Ливен уселся ступенью выше рыболовов, оценил поплавки:
– Рыба спит. Нужно булочку крошить – чтоб принялась клевать.
Под усами своими он улыбался всё той же джиокондовской незаметной улыбкой, почти не поднимая углы губ. Князь поглядел на него прищурясь – как глядел недавно на поплавки:
– Вот сколько вам лет, Ливен?
– Пятьдесят шесть, – вспомнил Ливен не без усилия.
– И что вы здесь сидите? Чего высиживаете? В городе, где из замечательного – я, провалившийся диктатор и ещё огромная лужа? Вы же умница, Ливен, вы деятель, вы интриган…

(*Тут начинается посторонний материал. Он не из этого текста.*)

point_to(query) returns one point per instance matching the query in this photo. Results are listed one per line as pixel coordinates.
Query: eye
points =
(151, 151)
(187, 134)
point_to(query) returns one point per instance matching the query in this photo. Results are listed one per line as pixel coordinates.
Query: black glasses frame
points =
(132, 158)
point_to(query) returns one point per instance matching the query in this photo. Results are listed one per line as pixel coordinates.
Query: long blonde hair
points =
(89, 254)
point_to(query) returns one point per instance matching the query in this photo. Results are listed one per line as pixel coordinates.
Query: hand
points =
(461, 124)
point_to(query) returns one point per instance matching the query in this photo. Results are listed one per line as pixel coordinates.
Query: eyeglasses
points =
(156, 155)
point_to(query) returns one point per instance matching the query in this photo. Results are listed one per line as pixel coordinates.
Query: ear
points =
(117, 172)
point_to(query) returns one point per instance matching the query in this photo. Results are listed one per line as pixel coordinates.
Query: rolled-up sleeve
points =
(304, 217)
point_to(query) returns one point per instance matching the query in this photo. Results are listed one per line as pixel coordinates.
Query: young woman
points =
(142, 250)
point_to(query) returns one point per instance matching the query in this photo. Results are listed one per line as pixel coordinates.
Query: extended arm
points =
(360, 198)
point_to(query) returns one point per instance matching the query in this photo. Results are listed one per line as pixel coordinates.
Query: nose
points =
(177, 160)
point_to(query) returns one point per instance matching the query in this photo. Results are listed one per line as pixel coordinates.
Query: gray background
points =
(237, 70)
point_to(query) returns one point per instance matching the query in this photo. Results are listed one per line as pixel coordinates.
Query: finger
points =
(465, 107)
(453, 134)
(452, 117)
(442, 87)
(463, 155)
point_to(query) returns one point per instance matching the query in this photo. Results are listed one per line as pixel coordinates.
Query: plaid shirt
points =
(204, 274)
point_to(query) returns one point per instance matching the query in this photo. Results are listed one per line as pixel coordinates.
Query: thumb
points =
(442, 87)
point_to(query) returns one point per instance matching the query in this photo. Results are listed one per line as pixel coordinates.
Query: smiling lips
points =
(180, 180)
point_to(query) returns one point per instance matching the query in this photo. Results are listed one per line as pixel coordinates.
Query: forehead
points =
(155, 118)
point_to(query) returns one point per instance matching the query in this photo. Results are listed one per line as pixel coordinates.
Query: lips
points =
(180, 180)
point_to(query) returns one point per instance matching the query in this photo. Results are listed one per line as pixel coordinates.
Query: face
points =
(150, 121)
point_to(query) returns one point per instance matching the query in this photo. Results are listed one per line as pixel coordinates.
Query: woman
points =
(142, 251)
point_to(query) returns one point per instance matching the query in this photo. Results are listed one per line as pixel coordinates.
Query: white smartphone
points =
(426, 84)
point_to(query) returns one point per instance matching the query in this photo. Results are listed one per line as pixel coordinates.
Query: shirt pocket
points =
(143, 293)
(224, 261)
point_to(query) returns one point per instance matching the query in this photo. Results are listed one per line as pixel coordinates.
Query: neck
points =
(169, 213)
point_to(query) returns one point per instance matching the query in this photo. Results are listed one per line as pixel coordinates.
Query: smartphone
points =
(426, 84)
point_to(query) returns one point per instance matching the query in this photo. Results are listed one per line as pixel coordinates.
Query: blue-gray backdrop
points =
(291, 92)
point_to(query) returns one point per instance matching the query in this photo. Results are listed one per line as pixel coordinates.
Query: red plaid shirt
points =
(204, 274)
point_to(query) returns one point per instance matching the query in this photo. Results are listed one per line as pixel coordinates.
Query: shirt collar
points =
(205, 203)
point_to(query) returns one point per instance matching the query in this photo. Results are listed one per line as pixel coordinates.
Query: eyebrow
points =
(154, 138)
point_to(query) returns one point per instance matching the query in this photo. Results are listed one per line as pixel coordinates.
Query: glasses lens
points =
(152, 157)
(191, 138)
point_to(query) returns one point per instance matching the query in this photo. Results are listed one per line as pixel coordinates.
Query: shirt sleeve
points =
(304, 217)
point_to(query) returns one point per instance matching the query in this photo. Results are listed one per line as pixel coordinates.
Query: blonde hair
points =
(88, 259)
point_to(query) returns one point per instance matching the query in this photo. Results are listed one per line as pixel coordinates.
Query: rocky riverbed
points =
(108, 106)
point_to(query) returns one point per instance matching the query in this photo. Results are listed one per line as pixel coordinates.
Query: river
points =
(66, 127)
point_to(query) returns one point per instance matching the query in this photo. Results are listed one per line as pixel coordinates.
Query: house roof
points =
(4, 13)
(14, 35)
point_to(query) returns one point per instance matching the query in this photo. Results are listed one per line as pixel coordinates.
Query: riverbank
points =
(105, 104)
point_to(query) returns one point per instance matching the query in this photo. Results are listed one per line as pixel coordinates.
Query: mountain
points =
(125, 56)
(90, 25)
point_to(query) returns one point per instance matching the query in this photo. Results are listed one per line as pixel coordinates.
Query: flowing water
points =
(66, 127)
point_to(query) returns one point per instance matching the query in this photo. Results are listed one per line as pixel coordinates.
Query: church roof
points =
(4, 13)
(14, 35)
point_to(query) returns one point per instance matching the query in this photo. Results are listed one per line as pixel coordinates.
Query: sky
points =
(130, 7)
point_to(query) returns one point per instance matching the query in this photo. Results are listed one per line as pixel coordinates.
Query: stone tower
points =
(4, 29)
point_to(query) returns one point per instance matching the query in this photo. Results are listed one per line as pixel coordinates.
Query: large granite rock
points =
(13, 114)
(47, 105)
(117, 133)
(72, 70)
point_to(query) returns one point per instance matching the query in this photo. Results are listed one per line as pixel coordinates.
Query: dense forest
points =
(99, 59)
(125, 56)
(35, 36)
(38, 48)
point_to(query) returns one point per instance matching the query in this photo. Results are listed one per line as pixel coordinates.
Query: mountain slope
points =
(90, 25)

– А что делать? Здесь деньги, власть какая-никакая, движение воздуха. А у меня в Лифляндии – сестра горбатая, старая дева, да свечной заводишко. Соседи-сволочи… В столице – парад уродов, с тех пор как шутов отменили и все дворяне в Петербурге сделались – шуты… Я когда уезжал – у царицы фрейлины в клетках сидели, а одна – и на цепи…

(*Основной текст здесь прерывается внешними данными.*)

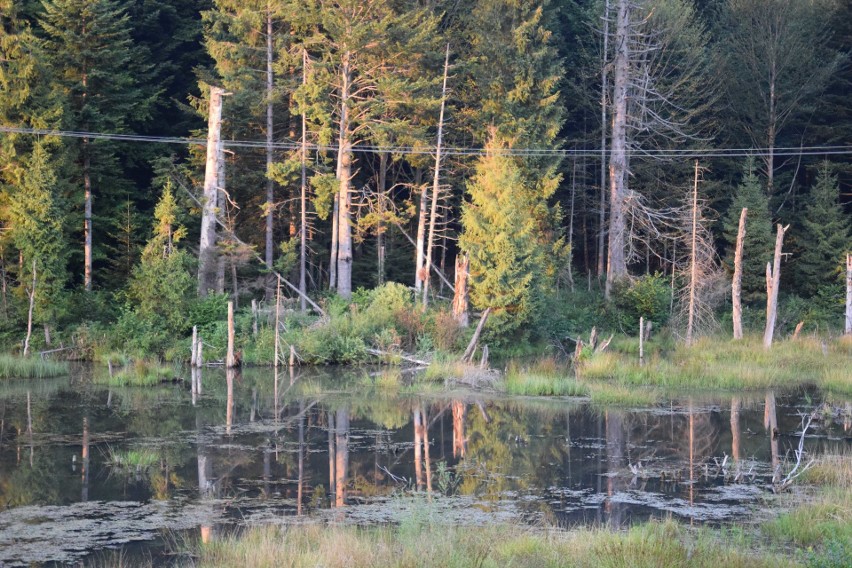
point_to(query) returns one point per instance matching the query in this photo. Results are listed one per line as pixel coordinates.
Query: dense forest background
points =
(578, 140)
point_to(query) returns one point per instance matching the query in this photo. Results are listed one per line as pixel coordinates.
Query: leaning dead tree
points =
(660, 91)
(773, 281)
(701, 272)
(737, 283)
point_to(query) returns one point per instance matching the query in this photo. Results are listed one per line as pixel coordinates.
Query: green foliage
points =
(500, 233)
(759, 241)
(825, 239)
(648, 296)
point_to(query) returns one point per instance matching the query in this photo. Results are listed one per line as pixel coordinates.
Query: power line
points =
(428, 150)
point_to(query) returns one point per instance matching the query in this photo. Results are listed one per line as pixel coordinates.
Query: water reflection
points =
(251, 449)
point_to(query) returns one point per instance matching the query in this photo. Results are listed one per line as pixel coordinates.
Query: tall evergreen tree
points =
(825, 238)
(101, 75)
(759, 241)
(501, 233)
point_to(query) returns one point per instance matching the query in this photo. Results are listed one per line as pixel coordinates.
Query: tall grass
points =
(727, 364)
(411, 545)
(12, 367)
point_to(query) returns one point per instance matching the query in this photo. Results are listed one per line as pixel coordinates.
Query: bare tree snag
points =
(207, 257)
(230, 359)
(773, 280)
(471, 347)
(604, 93)
(736, 285)
(693, 262)
(31, 294)
(436, 184)
(848, 294)
(616, 261)
(460, 312)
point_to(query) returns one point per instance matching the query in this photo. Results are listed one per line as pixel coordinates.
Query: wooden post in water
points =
(773, 280)
(194, 349)
(230, 360)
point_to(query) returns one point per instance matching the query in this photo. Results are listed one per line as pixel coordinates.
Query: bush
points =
(648, 296)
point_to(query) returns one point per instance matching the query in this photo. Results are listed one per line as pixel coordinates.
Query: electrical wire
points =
(288, 144)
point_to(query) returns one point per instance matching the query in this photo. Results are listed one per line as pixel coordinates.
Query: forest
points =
(372, 177)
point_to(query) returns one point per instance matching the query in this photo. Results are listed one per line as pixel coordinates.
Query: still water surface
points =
(322, 445)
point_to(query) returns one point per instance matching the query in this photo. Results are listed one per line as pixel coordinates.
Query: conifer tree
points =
(102, 77)
(508, 263)
(35, 220)
(825, 238)
(759, 241)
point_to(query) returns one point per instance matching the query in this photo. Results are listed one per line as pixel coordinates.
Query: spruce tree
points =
(102, 77)
(508, 263)
(759, 241)
(825, 237)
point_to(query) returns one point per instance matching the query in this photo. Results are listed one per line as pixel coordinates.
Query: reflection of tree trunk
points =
(301, 457)
(229, 412)
(85, 475)
(341, 455)
(770, 422)
(332, 477)
(735, 428)
(425, 438)
(459, 440)
(418, 449)
(615, 457)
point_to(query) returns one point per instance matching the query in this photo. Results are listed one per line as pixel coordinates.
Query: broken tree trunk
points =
(773, 280)
(436, 186)
(737, 284)
(849, 294)
(207, 265)
(230, 360)
(31, 294)
(460, 296)
(471, 347)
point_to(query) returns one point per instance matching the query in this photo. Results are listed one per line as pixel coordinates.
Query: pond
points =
(85, 467)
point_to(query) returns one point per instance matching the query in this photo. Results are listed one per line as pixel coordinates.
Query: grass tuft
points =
(12, 367)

Сумасвод на своем месте значительно кашлянул. Ливен поморщился, а князь спросил:
– А вы уезжали – кто был обер-гофмаршал?
– Шепелев, злой пупенмейстер. Сейчас, бог дал, он уж помер – очень уж был дряхлый. Своих гофмаршалов по мордасам лупил, старый мерзавец.

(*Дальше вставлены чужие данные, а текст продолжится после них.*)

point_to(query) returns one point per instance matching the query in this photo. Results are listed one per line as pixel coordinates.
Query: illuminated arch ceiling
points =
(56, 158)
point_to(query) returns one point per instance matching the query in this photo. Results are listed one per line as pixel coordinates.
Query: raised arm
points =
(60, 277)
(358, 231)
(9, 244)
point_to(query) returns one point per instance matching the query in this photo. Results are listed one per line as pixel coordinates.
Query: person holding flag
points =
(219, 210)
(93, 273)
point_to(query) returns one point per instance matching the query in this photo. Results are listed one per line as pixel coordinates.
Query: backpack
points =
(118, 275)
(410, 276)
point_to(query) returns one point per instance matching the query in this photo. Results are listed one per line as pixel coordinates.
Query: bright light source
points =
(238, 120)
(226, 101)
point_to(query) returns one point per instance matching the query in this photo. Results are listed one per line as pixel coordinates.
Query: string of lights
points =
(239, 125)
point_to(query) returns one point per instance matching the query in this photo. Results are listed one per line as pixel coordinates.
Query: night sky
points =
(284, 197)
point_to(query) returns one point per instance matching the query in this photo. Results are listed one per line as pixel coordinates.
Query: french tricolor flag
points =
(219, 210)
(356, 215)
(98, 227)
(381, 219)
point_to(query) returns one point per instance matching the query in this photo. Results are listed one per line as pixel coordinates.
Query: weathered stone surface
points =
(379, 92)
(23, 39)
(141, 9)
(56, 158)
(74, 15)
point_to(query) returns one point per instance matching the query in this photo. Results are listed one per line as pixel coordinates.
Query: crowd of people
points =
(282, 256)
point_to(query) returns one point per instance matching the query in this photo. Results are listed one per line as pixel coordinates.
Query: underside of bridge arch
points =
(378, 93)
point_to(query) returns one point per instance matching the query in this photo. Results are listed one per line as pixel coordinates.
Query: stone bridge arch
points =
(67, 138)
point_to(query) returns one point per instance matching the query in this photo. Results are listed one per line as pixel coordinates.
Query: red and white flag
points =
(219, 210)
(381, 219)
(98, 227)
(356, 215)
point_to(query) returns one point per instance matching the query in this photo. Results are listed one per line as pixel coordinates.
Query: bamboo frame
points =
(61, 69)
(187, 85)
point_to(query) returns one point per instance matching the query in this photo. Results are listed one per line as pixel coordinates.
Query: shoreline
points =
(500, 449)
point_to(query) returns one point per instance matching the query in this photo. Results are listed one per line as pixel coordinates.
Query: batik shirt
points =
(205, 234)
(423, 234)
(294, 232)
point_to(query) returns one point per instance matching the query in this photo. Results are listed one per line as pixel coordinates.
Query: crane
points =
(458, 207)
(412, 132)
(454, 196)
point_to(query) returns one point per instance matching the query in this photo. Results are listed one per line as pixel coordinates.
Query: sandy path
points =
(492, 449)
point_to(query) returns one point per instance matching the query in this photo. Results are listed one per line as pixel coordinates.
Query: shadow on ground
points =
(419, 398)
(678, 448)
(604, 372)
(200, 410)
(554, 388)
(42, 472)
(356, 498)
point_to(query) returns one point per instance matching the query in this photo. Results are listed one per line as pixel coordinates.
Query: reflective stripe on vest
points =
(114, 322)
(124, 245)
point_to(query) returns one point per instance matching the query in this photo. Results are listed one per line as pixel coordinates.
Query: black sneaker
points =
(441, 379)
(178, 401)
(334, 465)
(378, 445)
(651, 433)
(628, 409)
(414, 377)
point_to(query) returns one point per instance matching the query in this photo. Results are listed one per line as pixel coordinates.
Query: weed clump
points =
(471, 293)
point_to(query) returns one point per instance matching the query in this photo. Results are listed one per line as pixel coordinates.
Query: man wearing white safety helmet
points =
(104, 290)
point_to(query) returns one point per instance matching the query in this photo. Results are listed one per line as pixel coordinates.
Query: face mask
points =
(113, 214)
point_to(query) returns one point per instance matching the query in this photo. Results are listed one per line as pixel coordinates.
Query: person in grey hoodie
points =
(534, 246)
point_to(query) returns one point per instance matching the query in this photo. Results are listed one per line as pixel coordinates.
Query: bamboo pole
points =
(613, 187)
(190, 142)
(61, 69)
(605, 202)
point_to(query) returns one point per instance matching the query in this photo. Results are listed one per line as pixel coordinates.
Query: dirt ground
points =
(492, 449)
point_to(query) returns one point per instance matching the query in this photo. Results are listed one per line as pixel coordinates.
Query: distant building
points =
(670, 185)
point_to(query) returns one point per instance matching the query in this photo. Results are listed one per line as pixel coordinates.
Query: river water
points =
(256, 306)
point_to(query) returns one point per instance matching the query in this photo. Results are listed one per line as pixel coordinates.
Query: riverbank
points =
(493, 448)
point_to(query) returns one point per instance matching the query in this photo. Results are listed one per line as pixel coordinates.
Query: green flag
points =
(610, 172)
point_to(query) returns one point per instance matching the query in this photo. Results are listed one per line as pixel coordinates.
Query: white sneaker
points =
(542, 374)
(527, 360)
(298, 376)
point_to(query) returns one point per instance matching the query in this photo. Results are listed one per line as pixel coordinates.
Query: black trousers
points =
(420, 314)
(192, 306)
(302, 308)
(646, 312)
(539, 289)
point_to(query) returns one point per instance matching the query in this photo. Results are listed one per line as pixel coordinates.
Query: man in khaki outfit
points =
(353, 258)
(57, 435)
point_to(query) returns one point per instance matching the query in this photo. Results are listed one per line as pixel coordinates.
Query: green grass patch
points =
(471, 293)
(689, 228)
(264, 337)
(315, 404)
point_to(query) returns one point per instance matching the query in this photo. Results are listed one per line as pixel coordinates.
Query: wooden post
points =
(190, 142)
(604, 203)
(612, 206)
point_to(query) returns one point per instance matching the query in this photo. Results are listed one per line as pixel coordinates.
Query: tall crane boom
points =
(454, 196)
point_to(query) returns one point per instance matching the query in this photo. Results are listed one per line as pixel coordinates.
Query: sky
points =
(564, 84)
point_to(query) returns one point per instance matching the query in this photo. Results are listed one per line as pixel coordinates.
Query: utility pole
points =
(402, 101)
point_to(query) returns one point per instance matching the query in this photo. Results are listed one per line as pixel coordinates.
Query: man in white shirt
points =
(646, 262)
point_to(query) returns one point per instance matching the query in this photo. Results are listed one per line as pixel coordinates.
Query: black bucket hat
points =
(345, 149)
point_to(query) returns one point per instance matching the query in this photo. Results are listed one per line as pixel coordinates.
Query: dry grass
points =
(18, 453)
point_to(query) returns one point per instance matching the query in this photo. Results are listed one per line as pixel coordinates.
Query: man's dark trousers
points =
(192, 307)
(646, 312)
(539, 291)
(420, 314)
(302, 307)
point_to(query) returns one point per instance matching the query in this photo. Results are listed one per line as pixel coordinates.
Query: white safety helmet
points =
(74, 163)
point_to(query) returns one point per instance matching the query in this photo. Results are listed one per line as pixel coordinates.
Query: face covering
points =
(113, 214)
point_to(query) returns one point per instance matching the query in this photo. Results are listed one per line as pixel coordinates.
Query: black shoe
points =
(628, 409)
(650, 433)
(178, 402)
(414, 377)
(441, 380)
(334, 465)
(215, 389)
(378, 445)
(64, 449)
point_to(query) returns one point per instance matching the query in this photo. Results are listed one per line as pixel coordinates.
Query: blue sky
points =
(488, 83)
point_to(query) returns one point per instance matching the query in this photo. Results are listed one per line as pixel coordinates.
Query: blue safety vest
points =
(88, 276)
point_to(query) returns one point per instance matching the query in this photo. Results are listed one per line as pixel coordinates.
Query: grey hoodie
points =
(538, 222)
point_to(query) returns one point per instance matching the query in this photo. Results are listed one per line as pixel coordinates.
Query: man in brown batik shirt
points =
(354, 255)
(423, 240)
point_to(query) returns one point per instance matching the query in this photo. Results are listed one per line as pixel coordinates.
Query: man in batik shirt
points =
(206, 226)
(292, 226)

Все трое замолчали – в тёмной осоке плеснула рыба, и потом ещё раз. От фонаря на воду лёг отсвет – словно лунная дорожка.
– Жалко Лёвенвольда, – проговорил вполголоса Ливен, – он ведь другом был у вашей светлости?
– Ни дня, – почему-то грустно ответил князь, – не был другом.
– А я помню, как меня впервые призвали в Летний, и я смотрел, на вас с Лёвенвольдом, как вы с ним в антикаморе разговариваете. Вы с ним так забавно шептались, и мне, тогда ещё ничтожному прапорщику, казались архангелами, высшими существами. Вы и он – были два красивейших кавалера при дворе, просто греческие боги – я любовался вами двоими, издали, словно шедевром Ватто…
Князь ехидно рассмеялся:
– Вы хоть знаете, Ливен, что значат на придворном жаргоне – эти ваши «греческие боги»?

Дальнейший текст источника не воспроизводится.